By Keith Goble, Land Line state legislative editor | Friday, July 11, 2014

A Michigan bill would protect drivers from insurance hikes for certain claims.

Rep. Marilyn Lane, D-Fraser, introduced a bill that would prevent insurance companies from raising vehicle insurance rates when a driver submits a claim for pothole damage. Specifically, the bill would prohibit vehicle insurance companies from setting a rate or premium surcharge based on a prior claim for damage caused by a pothole.

“It is certainly not the driver’s fault that potholes exist on our streets and roads, and it is absolutely not the driver’s fault that a pothole can’t be avoided and damages their (vehicle),” Lane said in a news release.

She also said that drivers shouldn’t face higher rates because the state’s roadways are “a mess after one of the worst winters in recent memory.”

Lane’s bill follows recent action at the statehouse to provide a shot in the arm for Michigan roads damaged during the winter weather.

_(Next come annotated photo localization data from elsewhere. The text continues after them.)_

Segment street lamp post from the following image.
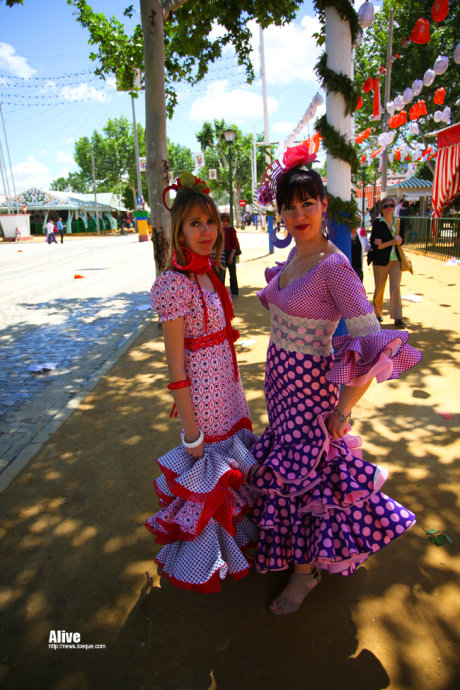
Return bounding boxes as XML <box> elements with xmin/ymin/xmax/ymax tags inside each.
<box><xmin>223</xmin><ymin>129</ymin><xmax>236</xmax><ymax>225</ymax></box>
<box><xmin>361</xmin><ymin>157</ymin><xmax>367</xmax><ymax>228</ymax></box>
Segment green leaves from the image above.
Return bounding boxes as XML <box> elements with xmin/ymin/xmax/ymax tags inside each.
<box><xmin>426</xmin><ymin>529</ymin><xmax>454</xmax><ymax>547</ymax></box>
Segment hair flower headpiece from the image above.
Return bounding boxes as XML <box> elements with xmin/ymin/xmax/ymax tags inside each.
<box><xmin>258</xmin><ymin>142</ymin><xmax>318</xmax><ymax>207</ymax></box>
<box><xmin>163</xmin><ymin>170</ymin><xmax>210</xmax><ymax>210</ymax></box>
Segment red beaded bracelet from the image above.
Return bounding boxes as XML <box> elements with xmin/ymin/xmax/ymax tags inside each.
<box><xmin>167</xmin><ymin>379</ymin><xmax>191</xmax><ymax>390</ymax></box>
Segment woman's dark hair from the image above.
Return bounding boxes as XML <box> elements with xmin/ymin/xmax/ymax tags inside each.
<box><xmin>276</xmin><ymin>166</ymin><xmax>326</xmax><ymax>212</ymax></box>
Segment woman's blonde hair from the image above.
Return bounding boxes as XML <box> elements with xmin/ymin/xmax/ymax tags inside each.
<box><xmin>168</xmin><ymin>190</ymin><xmax>223</xmax><ymax>270</ymax></box>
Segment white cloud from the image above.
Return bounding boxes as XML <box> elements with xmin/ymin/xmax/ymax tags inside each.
<box><xmin>249</xmin><ymin>14</ymin><xmax>322</xmax><ymax>86</ymax></box>
<box><xmin>40</xmin><ymin>80</ymin><xmax>57</xmax><ymax>93</ymax></box>
<box><xmin>12</xmin><ymin>156</ymin><xmax>52</xmax><ymax>192</ymax></box>
<box><xmin>56</xmin><ymin>150</ymin><xmax>75</xmax><ymax>166</ymax></box>
<box><xmin>0</xmin><ymin>43</ymin><xmax>36</xmax><ymax>78</ymax></box>
<box><xmin>61</xmin><ymin>136</ymin><xmax>75</xmax><ymax>145</ymax></box>
<box><xmin>189</xmin><ymin>80</ymin><xmax>278</xmax><ymax>123</ymax></box>
<box><xmin>60</xmin><ymin>83</ymin><xmax>108</xmax><ymax>102</ymax></box>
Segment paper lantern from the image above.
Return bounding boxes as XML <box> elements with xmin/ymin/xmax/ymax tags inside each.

State lawmakers approved a mid-fiscal year 2014 budget supplemental that routes $215 million for pothole repairs.

Critics say that if insurance companies aren’t allowed to pass along the cost of pothole repairs to individual policyholders, the costs will be shifted to all policyholders.

Lane said “drivers shouldn’t be forced to pay higher premiums because of Lansing’s inability to fix roads.”

HB5456 is in the House Insurance Committee.